Künstliche Insel: Wie in dieser Visualisierung von Tennet könnte das Eiland aussehen, das der niederländische Stromnetzbetreiber auf der Doggerbank in der Nordsee plant. In der Region ist das Wasser stellenweise nur wenige Meter tief.
Stromverteilkreuz in der Nordsee
- 09.03.2017
Cobra, übernehmen Sie!
Von Steven Hanke
Eine Seeschlange hat sich auf den Weg gemacht quer durch die deutsche Nordsee, auf Tuchfühlung zu den dortigen Windparks. Der Baubeginn für die 325 Kilometer lange Stromleitung Cobracable zwischen Eemshaven in den Niederlanden und dem dänischen Esbjerg Anfang dieses Jahres markiert eine Zäsur. Ursprünglich nur für den grenzüberschreitenden Stromtransport ausgelegt, könnte die Leitung unterwegs über einen Abzweig Strom aus einem Windpark aufnehmen.
Damit rückt eine technische Lösung für gleich mehrere Probleme der Energiewende in Europa in greifbare Nähe: Das Kabel könnte die Kosten für den Anschluss von Offshore-Windparks ans Stromnetz senken. Und es würde das Zusammenwachsen der europäischen Stromnetze beschleunigen – eine entscheidende Voraussetzung für den Ausgleich der schwankenden Produktion erneuerbarer Energien über Ländergrenzen hinweg.
Möglich wird das durch den Einsatz einer neuen Gleichstromtechnik von Siemens, den sogenannten spannungsgeführten Stromrichter, VSC abgekürzt. Der Konverter wurde in Deutschland bereits bei einigen Netzanschlüssen für Nordsee-Windparks eingesetzt, die noch als Punkt-zu-Punkt-Verbindung mit dem Stromnetz auf dem Festland konzipiert sind. Bei allen weiteren Projekten in der Zukunft ist er als Standard festgelegt.
Dank VSC ließen sich technisch gesehen die meisten deutschen Nordsee-Windparks an das neue Cobra-Kabel anschließen, bestätigte ein Sprecher des zuständigen Übertragungsnetzbetreibers Tennet gegenüber Energie-Winde. Die bevorzugte Trasse für das grenzübergreifende Kabel, das 2019 in Betrieb gehen soll, verläuft parallel und nur wenige Hundert Meter entfernt von der Leitung für die Konverterstation Borwin 3. Das ist quasi eine gigantische Steckdose, eine geplante Stromsammelstelle vor der Nordseeinsel Borkum für mehrere Windparks. Deren Strom könnte also irgendwann nicht nur an der deutschen Küste landen, sondern auch in den Niederlanden und Dänemark.

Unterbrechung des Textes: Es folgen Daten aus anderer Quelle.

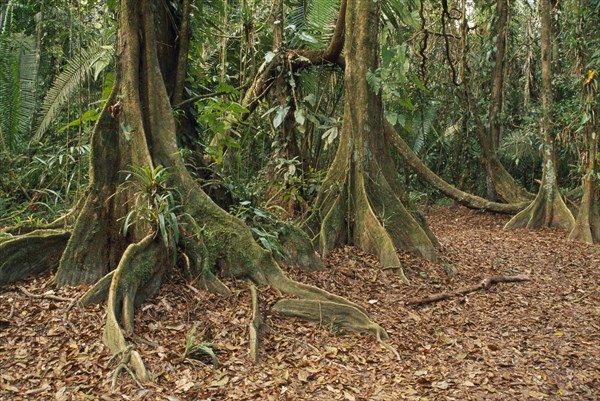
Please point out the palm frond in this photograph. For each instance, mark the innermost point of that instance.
(316, 17)
(69, 81)
(423, 126)
(29, 60)
(9, 95)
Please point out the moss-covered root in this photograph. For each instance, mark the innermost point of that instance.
(98, 292)
(255, 326)
(330, 314)
(198, 264)
(544, 211)
(31, 253)
(137, 276)
(587, 225)
(297, 250)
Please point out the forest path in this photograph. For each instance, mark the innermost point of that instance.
(535, 340)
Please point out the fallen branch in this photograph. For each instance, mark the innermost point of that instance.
(483, 285)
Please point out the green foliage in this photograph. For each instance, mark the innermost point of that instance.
(87, 64)
(195, 349)
(266, 228)
(155, 203)
(18, 84)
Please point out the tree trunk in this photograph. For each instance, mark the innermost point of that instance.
(497, 95)
(464, 198)
(137, 128)
(548, 209)
(502, 183)
(358, 203)
(587, 225)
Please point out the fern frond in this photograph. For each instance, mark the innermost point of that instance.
(68, 82)
(28, 61)
(9, 95)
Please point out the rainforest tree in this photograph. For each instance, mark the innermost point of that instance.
(167, 214)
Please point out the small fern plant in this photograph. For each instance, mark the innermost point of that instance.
(154, 202)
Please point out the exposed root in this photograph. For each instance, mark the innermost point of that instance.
(331, 314)
(140, 264)
(44, 296)
(198, 263)
(31, 253)
(255, 326)
(298, 250)
(547, 210)
(98, 292)
(279, 281)
(464, 198)
(484, 284)
(124, 361)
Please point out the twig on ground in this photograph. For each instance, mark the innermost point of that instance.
(483, 285)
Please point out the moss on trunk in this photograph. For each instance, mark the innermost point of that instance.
(137, 128)
(548, 208)
(31, 253)
(359, 202)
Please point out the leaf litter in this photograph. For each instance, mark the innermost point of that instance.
(535, 340)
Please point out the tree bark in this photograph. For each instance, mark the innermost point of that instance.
(587, 225)
(137, 128)
(358, 203)
(548, 209)
(464, 198)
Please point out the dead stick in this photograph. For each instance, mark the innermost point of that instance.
(483, 285)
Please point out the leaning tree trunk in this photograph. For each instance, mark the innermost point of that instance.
(359, 203)
(500, 180)
(587, 225)
(497, 94)
(548, 208)
(137, 128)
(466, 199)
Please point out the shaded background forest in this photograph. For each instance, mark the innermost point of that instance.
(57, 71)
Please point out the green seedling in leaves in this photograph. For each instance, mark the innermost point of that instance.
(194, 348)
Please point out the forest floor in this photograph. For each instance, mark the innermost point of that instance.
(534, 340)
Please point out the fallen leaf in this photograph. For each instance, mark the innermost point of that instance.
(443, 385)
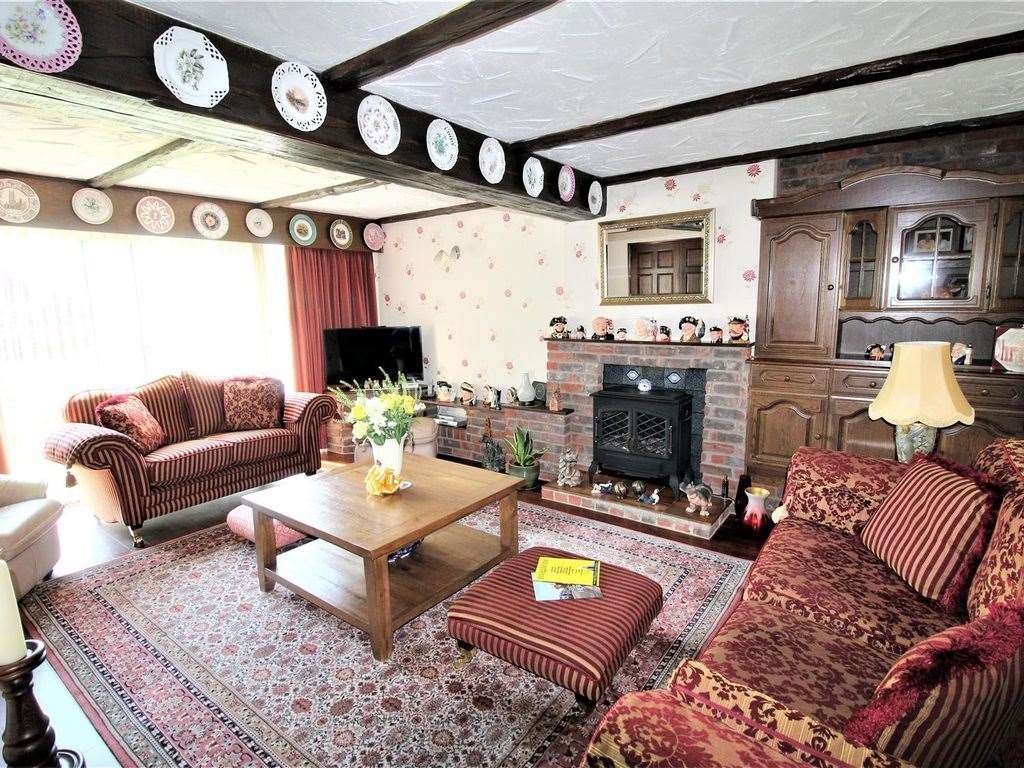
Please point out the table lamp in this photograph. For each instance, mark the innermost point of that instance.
(921, 394)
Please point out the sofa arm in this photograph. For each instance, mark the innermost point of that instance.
(836, 488)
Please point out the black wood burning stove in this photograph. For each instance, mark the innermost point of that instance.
(642, 434)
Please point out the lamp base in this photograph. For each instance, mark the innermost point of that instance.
(914, 438)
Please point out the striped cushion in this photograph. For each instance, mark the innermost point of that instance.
(205, 398)
(933, 527)
(578, 644)
(953, 698)
(183, 461)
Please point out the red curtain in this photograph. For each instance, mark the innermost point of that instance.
(326, 289)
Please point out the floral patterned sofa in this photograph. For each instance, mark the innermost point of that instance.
(200, 461)
(828, 658)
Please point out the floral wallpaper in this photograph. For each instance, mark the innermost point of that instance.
(483, 285)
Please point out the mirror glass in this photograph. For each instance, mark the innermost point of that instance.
(656, 260)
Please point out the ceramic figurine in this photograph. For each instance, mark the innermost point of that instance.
(568, 475)
(691, 329)
(602, 329)
(698, 495)
(557, 327)
(644, 330)
(739, 329)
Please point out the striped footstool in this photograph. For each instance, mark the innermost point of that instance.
(578, 644)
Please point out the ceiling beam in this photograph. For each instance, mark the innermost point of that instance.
(458, 27)
(844, 77)
(142, 163)
(464, 208)
(325, 192)
(849, 142)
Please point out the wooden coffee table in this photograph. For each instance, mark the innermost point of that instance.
(345, 570)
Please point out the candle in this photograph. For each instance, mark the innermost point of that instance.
(11, 636)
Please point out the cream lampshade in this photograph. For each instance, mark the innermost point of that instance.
(921, 393)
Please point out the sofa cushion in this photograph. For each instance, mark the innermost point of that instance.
(953, 698)
(127, 414)
(933, 528)
(187, 460)
(256, 444)
(253, 402)
(830, 578)
(205, 397)
(797, 662)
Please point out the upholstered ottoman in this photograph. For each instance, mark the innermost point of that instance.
(578, 644)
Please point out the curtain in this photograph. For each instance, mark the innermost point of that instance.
(327, 289)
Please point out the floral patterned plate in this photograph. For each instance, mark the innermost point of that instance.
(302, 229)
(41, 36)
(299, 96)
(442, 144)
(379, 125)
(492, 161)
(532, 177)
(92, 206)
(210, 220)
(155, 214)
(190, 67)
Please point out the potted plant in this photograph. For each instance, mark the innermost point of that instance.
(523, 461)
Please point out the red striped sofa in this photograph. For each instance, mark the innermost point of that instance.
(827, 658)
(201, 460)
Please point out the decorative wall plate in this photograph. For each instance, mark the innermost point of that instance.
(374, 237)
(92, 206)
(299, 96)
(532, 177)
(492, 161)
(155, 214)
(259, 222)
(595, 199)
(190, 67)
(41, 36)
(379, 125)
(442, 144)
(341, 233)
(566, 183)
(302, 229)
(210, 220)
(18, 202)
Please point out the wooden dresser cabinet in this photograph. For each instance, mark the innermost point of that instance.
(896, 254)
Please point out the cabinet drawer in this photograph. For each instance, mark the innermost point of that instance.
(858, 381)
(805, 380)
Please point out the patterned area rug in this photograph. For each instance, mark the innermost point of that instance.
(179, 659)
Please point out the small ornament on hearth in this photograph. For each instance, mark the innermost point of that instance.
(698, 495)
(558, 330)
(691, 329)
(568, 475)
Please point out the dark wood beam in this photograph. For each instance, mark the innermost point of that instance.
(465, 207)
(142, 163)
(455, 28)
(324, 192)
(850, 142)
(844, 77)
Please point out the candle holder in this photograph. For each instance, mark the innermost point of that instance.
(28, 737)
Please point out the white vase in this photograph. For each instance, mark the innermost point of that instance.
(390, 454)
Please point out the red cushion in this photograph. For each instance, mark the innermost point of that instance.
(579, 644)
(933, 528)
(129, 416)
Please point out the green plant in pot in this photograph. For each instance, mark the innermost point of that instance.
(523, 461)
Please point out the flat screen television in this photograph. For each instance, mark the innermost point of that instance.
(354, 354)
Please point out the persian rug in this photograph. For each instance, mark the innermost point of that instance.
(179, 659)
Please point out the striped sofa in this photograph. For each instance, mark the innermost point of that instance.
(827, 658)
(201, 460)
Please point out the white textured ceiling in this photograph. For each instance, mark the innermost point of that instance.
(317, 34)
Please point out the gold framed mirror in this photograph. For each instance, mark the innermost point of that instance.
(657, 259)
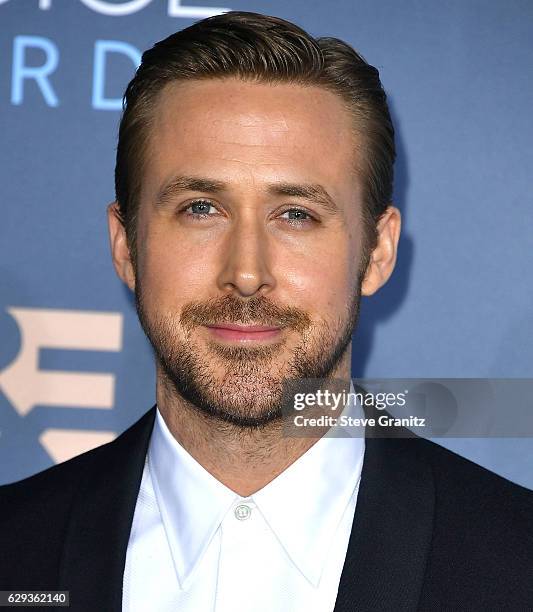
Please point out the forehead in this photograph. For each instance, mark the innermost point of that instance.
(248, 132)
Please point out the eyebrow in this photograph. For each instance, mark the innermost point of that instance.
(187, 183)
(313, 192)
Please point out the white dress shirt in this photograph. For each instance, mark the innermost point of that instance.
(197, 546)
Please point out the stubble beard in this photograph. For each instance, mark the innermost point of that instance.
(243, 387)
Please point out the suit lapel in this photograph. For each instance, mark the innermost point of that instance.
(391, 533)
(94, 555)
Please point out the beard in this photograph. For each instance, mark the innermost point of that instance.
(243, 386)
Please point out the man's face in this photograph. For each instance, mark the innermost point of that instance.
(249, 241)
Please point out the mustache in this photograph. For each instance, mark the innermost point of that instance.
(257, 310)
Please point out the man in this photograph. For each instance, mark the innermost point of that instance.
(253, 210)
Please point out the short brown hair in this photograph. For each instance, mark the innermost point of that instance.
(257, 47)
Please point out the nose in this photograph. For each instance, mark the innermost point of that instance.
(246, 269)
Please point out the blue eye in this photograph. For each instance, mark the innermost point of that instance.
(296, 214)
(201, 207)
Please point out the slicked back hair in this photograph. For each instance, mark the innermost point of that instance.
(265, 49)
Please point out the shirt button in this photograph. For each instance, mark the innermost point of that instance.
(242, 512)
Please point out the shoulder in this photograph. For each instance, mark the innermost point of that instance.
(35, 512)
(482, 532)
(457, 478)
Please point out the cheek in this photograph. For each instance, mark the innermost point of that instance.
(320, 281)
(172, 272)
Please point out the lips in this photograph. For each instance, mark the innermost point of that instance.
(244, 333)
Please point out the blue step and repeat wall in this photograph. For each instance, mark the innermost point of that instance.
(75, 368)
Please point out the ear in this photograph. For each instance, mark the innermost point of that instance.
(120, 252)
(383, 257)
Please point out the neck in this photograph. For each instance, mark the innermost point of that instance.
(245, 460)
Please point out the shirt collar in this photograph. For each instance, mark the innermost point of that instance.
(303, 506)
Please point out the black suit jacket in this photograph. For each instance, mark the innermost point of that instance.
(432, 531)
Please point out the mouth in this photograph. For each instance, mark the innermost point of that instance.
(249, 334)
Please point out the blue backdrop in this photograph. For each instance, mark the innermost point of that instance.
(75, 368)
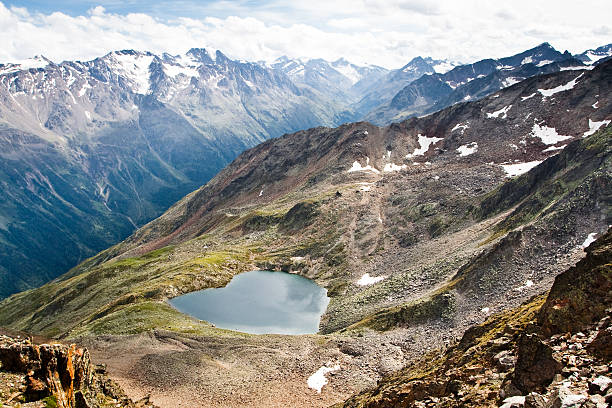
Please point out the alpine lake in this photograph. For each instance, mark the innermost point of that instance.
(259, 302)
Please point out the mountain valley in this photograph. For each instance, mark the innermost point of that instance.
(417, 229)
(92, 150)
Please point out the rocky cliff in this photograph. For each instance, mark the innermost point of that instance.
(55, 375)
(552, 351)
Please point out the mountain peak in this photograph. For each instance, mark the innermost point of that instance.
(200, 55)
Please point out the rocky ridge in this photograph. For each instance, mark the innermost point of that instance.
(549, 352)
(442, 210)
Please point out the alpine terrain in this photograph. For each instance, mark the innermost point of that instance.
(462, 219)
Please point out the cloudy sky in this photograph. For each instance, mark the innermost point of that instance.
(382, 32)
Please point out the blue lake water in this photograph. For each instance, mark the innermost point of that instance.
(260, 302)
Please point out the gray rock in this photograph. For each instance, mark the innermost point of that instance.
(535, 400)
(600, 385)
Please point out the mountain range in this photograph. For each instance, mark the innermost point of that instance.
(92, 150)
(418, 230)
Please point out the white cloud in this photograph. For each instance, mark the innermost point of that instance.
(384, 32)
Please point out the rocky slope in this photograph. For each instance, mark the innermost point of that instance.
(552, 352)
(90, 150)
(339, 200)
(430, 207)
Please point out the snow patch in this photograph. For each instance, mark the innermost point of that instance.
(548, 135)
(577, 68)
(519, 168)
(553, 148)
(589, 240)
(135, 68)
(36, 62)
(348, 70)
(318, 380)
(503, 111)
(176, 70)
(358, 167)
(594, 127)
(424, 144)
(366, 279)
(596, 57)
(443, 67)
(84, 89)
(466, 150)
(524, 98)
(510, 81)
(544, 62)
(570, 85)
(461, 126)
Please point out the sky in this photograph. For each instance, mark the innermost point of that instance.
(381, 32)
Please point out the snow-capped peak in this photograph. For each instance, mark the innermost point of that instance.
(38, 61)
(133, 66)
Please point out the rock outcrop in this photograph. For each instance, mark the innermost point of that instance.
(57, 375)
(548, 353)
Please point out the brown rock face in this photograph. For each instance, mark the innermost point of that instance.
(580, 295)
(64, 372)
(535, 367)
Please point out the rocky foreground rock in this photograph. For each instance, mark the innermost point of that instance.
(55, 375)
(551, 352)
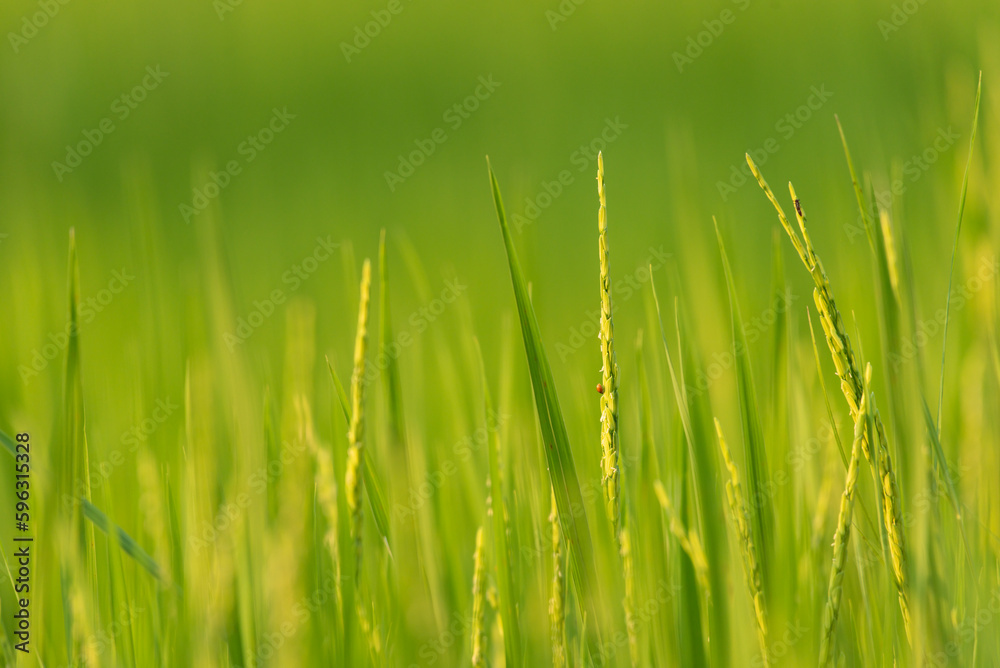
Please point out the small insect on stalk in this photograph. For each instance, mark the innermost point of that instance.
(608, 388)
(874, 444)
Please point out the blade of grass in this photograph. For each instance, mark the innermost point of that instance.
(954, 250)
(497, 507)
(555, 440)
(126, 542)
(754, 451)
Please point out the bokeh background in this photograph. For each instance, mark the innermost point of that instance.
(559, 81)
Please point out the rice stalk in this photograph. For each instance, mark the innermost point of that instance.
(760, 515)
(609, 366)
(842, 535)
(851, 385)
(688, 540)
(479, 647)
(557, 600)
(954, 250)
(496, 510)
(353, 482)
(555, 442)
(628, 563)
(741, 520)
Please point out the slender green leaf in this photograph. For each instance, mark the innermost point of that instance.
(555, 442)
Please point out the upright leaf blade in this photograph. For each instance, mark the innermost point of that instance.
(555, 440)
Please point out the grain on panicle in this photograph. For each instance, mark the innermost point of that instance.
(741, 520)
(353, 481)
(852, 385)
(479, 636)
(843, 533)
(609, 366)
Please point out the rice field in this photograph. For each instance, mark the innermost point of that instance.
(599, 404)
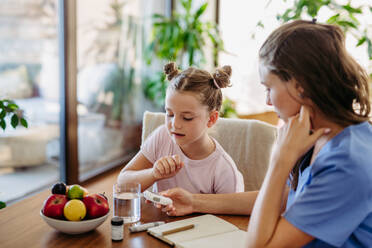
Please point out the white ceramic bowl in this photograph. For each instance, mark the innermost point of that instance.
(74, 227)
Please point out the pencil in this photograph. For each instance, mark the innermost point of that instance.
(178, 229)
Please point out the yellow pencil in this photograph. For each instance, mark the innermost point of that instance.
(178, 229)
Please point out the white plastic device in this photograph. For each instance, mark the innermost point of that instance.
(156, 198)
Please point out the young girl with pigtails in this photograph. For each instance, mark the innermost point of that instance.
(180, 153)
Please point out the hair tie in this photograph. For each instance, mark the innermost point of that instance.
(215, 84)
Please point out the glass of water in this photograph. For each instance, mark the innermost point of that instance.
(127, 201)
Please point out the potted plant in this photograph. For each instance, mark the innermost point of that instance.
(9, 108)
(343, 14)
(181, 38)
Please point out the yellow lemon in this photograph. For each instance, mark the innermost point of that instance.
(74, 210)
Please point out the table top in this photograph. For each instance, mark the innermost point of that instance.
(22, 226)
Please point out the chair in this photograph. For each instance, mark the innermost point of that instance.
(248, 142)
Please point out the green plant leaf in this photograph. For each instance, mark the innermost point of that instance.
(362, 40)
(351, 9)
(14, 121)
(13, 106)
(2, 124)
(200, 11)
(24, 123)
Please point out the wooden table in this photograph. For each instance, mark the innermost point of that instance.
(22, 226)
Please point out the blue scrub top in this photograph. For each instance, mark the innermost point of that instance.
(333, 199)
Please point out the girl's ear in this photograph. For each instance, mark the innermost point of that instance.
(213, 117)
(299, 89)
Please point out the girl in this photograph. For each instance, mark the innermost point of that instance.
(320, 172)
(181, 153)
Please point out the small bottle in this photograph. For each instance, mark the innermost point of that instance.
(117, 229)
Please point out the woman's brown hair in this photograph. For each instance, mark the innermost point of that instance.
(207, 86)
(315, 56)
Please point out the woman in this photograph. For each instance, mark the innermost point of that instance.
(317, 191)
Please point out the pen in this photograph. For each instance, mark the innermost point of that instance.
(178, 229)
(144, 227)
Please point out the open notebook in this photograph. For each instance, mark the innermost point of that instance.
(208, 231)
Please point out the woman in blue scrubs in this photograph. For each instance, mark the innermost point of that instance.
(318, 188)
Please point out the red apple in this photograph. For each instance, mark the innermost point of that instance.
(96, 205)
(53, 206)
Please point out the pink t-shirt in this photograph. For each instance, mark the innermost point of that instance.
(214, 174)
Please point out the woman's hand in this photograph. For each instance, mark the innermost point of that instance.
(166, 167)
(182, 202)
(295, 137)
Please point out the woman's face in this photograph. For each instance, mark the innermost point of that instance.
(282, 95)
(187, 119)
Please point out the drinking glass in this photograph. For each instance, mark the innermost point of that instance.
(127, 201)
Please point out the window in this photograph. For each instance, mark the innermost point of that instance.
(29, 76)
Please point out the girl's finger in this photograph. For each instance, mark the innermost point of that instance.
(160, 167)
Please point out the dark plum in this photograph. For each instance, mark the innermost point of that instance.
(59, 188)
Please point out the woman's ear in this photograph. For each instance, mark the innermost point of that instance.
(213, 117)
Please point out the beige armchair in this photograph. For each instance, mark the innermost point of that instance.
(248, 142)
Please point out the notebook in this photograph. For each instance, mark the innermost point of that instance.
(209, 231)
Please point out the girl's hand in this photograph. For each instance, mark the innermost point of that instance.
(166, 167)
(182, 202)
(295, 137)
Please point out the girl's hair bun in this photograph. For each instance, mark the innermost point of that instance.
(222, 76)
(171, 70)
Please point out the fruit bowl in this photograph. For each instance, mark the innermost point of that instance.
(74, 227)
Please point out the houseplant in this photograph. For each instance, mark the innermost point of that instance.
(181, 38)
(345, 15)
(9, 108)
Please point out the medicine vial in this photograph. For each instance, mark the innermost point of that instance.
(117, 228)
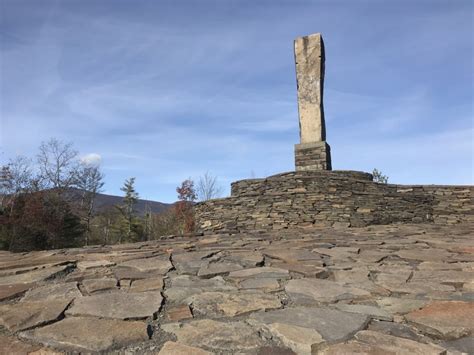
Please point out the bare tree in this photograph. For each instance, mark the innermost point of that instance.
(16, 177)
(58, 164)
(90, 182)
(207, 187)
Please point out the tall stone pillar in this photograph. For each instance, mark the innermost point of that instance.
(313, 153)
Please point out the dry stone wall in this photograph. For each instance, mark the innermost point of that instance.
(337, 198)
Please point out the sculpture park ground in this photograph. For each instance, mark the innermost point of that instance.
(308, 262)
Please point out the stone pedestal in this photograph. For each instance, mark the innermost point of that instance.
(312, 156)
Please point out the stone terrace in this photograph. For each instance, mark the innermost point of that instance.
(377, 289)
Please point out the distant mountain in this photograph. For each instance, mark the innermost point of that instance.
(103, 202)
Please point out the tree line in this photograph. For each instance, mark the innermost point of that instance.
(48, 202)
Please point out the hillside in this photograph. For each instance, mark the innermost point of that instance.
(104, 202)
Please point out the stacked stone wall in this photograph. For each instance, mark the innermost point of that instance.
(345, 198)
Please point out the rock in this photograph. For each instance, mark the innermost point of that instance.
(216, 304)
(89, 334)
(60, 291)
(12, 291)
(260, 272)
(397, 330)
(395, 345)
(463, 345)
(298, 339)
(185, 286)
(173, 348)
(158, 265)
(371, 311)
(304, 290)
(260, 283)
(292, 255)
(11, 345)
(118, 305)
(189, 263)
(227, 337)
(93, 264)
(209, 270)
(25, 315)
(332, 324)
(444, 319)
(309, 59)
(95, 285)
(178, 313)
(34, 276)
(400, 305)
(153, 284)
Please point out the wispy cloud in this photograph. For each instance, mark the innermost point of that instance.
(164, 90)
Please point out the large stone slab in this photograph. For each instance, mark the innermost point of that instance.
(25, 315)
(395, 345)
(332, 324)
(118, 305)
(444, 319)
(12, 291)
(60, 291)
(309, 61)
(185, 286)
(174, 348)
(189, 263)
(89, 334)
(158, 265)
(34, 276)
(226, 337)
(371, 311)
(260, 272)
(229, 304)
(211, 269)
(304, 290)
(299, 339)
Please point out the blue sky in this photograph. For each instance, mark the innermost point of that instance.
(165, 90)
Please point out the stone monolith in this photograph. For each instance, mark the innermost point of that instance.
(313, 153)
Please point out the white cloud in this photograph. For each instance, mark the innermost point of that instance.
(92, 159)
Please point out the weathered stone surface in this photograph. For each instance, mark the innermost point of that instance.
(322, 198)
(158, 265)
(92, 264)
(400, 305)
(33, 276)
(12, 291)
(95, 285)
(185, 286)
(391, 344)
(232, 304)
(444, 319)
(25, 315)
(220, 268)
(153, 284)
(309, 60)
(303, 290)
(299, 339)
(11, 345)
(260, 283)
(118, 305)
(89, 334)
(189, 263)
(217, 336)
(333, 325)
(177, 313)
(60, 291)
(174, 348)
(371, 311)
(261, 272)
(354, 347)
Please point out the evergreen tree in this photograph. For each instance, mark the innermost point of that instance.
(128, 207)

Bevor der Strom in alle Richtungen fließt, müssen sich die EU-Länder einigen
Allerdings gibt es laut Tennet momentan keine konkreten Pläne für eine solche Verkuppelung, der deutsche Offshore-Netzentwicklungsplan sieht das noch nicht vor. Bis es einmal so weit ist, sind neben den technischen vor allem politische und regulatorische Fragen zu klären.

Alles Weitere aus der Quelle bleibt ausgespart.